Does anyone have a good resource (or even their own personal examples) they can share? I'm particularly interested in Kemeny Young currently, but examples from any of the other 26 methods are also welcome

All 27 methods btw are:
 plurality: fptp, veto, signed, vfa
 contingent: contingency, supplementary, sri_lanka
 runoff: irv, coombs, fab_irv
 positional: borda, nauru, eurovision, dabagh, binary_positional
 evaluative: approval, disapproval, cav, score, range
 condorcet: copeland, lull, kemeny_young
 budgetary: cumulative, fractional, quadratic, equal_even
lemme know if you want me to explain any of these in more detail, but there's a short explanation for each on the website I linked.

In brief, how are you modeling the factions and their voting decisions?
I have thought in terms of a given faction having a Scorelike attitude toward the candidates. But then a selection of algorithms could be available to choose from among for how a given faction will decide its votes. For example, they could exaggerate the score of their compromise candidate, if their true favorites are not popular with the other voters.
This is the first I heard of KemenyYoung. It sounds impractical to tally without computers. I see that electowiki gives the usual "capital city of Tennessee" (my State of birth) example.

For Condorcet, I would have thought Ranked Pairs and Schulze would be included. Maybe River too.

@jackwaugh Yes I have already turned that Tennessee into a test across multiple algorithms. I was looking for more examples. Perhaps a chapter in a textbook with exercises
In short, each voter voter's preference for each candidate is based on their distance in the RGB color space. Under the hood, each voter assigns each candidate a score from 0 to 100%.
We use these scores to derive all possible ballot types. Ordinal is easy to derive; for approval we say anything above 50%; for FPTP we take the highest scoring candidate, etc.
This is the first I heard of KemenyYoung. It sounds impractical to tally without computers.
There are various ways to optimize the algorithm. And many shortcuts you can take. In practice you wouldn't actually have to fully calculate every single path's score.

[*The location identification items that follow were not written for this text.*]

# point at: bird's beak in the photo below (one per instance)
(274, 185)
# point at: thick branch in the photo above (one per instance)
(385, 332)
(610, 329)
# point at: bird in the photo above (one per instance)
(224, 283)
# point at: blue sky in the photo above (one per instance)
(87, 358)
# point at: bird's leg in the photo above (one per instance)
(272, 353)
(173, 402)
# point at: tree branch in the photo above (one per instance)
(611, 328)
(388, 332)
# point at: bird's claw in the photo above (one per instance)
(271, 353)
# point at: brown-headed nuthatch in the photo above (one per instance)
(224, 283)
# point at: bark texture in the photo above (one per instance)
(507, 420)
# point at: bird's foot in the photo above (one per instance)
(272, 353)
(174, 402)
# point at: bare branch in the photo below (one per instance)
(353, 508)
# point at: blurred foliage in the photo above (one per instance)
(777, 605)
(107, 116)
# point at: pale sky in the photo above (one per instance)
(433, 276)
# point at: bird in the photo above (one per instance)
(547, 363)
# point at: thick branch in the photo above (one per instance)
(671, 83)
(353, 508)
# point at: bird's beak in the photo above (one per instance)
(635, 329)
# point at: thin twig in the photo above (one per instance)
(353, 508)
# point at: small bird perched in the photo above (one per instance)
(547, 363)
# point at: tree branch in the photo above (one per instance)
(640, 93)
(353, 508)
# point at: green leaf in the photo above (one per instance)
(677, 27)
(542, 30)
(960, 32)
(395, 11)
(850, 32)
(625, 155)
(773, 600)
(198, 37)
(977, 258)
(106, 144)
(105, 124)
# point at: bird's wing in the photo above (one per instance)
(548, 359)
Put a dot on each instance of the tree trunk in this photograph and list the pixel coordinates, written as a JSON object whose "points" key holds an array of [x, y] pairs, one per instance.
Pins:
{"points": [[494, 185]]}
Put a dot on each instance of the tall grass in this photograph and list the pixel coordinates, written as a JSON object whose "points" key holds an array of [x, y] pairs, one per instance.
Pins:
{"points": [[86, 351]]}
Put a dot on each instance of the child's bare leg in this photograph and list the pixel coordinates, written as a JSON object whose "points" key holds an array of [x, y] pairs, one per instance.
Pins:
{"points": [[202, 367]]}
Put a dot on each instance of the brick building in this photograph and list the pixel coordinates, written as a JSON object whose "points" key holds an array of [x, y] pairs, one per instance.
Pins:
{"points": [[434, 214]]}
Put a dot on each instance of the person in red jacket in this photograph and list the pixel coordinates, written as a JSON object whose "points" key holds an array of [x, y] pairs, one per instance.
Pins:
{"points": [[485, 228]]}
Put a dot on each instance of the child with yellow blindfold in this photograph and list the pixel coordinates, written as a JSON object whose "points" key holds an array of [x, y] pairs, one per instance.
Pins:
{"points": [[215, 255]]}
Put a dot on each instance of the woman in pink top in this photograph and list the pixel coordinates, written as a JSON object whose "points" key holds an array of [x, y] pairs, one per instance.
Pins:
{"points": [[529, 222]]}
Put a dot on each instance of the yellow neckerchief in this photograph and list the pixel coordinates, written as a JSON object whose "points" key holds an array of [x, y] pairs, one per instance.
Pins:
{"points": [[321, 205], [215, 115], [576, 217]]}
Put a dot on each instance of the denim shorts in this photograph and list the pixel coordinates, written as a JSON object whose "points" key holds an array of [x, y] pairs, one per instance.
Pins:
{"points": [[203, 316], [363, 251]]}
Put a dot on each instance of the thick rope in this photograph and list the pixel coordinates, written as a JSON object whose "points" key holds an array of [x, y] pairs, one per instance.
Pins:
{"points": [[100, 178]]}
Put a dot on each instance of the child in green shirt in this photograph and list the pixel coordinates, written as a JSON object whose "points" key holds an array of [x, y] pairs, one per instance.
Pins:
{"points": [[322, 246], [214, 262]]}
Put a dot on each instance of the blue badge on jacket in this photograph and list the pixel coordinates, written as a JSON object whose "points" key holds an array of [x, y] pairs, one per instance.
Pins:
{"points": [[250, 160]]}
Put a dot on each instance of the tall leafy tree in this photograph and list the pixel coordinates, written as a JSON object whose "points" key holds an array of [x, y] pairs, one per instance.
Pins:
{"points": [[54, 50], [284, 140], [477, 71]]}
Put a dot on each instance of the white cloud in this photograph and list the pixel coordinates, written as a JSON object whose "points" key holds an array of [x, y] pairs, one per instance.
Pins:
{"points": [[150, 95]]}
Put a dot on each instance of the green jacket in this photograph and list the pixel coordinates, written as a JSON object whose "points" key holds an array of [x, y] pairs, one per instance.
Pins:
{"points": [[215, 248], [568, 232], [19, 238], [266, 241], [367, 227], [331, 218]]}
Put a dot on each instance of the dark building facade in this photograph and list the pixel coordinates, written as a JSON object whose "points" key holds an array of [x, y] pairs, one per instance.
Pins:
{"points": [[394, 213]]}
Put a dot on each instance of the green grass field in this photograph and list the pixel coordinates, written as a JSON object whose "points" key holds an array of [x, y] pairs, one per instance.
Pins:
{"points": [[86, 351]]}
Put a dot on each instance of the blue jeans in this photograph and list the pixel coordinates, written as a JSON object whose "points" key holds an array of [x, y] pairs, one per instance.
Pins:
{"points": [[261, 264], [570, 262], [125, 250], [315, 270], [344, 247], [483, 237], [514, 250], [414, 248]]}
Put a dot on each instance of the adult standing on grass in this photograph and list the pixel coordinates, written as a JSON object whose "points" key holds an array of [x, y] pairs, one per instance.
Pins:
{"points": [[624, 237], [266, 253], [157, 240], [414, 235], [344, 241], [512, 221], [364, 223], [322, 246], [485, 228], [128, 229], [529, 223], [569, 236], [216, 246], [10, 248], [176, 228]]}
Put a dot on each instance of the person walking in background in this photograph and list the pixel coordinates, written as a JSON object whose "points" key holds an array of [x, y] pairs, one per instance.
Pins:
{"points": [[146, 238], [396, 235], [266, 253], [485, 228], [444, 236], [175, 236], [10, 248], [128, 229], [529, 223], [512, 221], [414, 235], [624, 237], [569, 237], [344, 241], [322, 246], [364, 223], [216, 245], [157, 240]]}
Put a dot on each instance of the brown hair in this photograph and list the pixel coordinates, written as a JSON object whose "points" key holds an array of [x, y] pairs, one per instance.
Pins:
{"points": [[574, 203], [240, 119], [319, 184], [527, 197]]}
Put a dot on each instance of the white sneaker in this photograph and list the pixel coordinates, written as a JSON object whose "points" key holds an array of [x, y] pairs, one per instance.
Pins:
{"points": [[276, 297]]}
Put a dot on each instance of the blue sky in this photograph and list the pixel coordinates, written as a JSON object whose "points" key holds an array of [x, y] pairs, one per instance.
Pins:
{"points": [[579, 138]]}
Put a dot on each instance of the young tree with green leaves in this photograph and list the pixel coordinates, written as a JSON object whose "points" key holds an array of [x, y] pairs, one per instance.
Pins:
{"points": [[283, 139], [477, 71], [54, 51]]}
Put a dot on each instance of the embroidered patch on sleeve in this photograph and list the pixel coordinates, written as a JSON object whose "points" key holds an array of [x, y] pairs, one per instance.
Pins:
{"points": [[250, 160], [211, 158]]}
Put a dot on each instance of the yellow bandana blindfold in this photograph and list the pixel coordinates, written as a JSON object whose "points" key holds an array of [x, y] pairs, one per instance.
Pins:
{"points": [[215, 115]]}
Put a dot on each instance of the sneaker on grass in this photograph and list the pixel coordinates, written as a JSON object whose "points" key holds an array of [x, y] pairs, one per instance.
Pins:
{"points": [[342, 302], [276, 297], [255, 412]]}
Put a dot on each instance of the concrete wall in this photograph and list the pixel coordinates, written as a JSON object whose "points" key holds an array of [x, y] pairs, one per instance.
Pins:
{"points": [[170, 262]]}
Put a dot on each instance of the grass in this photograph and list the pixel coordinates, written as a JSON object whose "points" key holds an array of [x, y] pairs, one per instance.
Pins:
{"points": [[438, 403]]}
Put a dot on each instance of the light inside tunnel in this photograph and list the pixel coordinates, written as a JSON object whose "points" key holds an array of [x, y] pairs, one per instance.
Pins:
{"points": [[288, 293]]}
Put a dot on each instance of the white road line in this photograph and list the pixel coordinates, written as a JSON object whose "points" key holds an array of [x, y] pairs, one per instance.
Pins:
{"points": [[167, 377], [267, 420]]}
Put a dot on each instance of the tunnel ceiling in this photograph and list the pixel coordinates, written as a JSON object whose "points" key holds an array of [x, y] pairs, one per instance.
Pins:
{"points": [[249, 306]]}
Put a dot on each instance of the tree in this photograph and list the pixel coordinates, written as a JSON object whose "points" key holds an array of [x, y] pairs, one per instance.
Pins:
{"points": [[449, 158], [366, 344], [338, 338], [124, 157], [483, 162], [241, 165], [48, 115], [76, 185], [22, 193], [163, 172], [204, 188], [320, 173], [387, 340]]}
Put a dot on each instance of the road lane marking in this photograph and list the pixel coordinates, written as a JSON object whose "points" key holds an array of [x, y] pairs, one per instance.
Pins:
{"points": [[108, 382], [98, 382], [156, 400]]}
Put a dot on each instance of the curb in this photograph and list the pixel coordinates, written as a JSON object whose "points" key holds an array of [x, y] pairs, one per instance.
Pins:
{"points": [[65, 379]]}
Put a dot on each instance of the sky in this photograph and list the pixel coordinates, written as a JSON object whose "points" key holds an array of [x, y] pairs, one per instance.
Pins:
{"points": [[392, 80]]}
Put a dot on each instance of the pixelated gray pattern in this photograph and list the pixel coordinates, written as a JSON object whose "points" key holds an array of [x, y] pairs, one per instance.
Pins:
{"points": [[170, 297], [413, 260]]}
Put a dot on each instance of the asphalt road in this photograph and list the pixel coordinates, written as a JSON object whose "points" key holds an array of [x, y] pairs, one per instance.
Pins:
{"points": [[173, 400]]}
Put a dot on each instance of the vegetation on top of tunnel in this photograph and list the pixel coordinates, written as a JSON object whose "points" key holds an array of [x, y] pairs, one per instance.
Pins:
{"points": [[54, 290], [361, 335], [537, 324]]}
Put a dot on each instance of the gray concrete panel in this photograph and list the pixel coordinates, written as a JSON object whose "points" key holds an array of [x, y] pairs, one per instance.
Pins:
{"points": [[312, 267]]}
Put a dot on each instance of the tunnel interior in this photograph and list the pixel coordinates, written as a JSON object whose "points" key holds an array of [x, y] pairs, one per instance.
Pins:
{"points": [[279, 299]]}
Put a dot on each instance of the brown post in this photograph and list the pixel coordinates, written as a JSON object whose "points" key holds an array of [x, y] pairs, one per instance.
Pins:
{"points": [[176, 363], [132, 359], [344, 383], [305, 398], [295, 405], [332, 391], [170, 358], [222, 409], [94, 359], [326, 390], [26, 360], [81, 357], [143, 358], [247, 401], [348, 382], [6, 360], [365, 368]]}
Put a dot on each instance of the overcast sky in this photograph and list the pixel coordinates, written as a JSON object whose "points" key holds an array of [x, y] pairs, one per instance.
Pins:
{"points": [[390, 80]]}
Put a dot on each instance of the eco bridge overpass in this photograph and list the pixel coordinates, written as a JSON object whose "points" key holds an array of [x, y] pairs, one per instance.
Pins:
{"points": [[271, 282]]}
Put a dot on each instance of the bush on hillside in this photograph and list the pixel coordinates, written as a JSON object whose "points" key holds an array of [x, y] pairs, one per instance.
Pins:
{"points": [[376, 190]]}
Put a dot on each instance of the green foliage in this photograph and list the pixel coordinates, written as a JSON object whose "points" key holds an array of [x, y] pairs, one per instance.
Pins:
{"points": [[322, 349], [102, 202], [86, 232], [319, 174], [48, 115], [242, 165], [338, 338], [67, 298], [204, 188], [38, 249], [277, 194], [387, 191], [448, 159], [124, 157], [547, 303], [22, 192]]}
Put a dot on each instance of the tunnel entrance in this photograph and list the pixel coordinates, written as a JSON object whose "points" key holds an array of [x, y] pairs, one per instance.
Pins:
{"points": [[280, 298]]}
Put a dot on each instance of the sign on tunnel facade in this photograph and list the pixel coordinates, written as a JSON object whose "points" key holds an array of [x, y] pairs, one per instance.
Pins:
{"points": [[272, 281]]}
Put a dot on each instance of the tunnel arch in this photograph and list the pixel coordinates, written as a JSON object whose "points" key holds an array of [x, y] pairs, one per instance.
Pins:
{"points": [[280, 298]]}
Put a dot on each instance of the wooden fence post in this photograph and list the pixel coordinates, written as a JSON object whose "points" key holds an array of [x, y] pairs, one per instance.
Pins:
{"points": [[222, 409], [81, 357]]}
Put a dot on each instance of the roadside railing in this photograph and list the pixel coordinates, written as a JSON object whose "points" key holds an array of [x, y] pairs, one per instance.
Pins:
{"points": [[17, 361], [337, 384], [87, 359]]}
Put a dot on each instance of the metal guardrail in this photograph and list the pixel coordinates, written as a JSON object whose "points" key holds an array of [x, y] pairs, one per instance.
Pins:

For Condorcet, I would have thought Ranked Pairs and Schulze would be included. Maybe River too.
They are planned. Condorcet algorithms are complicated to implement. This is the second iteration of this project. The first one had some more, but the main goal with this is to cache parts of results for easy reuse. E.g. we shouldn't have to calculate the borda results 3 times for Borda, Black, and STAR. Same principle for pairwise matrices, etc. Instead if we cache that result we can reuse some of the calculations. So it'll take some time to implement a lot of the more complex Condorcet algorithms efficiently. The code repository has a more thorough rundown of the planned additional algorithms. It's open source so feel free to contribute or open an issue
But anyways, that's not really the point of my post. I'm just asking if someone knows of resources where I can find more test case examples instead of having to work them out by hand. Got any?

@culi said in Kemeny Young example problems:
But anyways, that's not really the point of my post. I'm just asking if someone knows of resources where I can find more test case examples instead of having to work them out by hand. Got any?
No, sorry!

@culi I'm interested in this caching. Is it a programming pattern?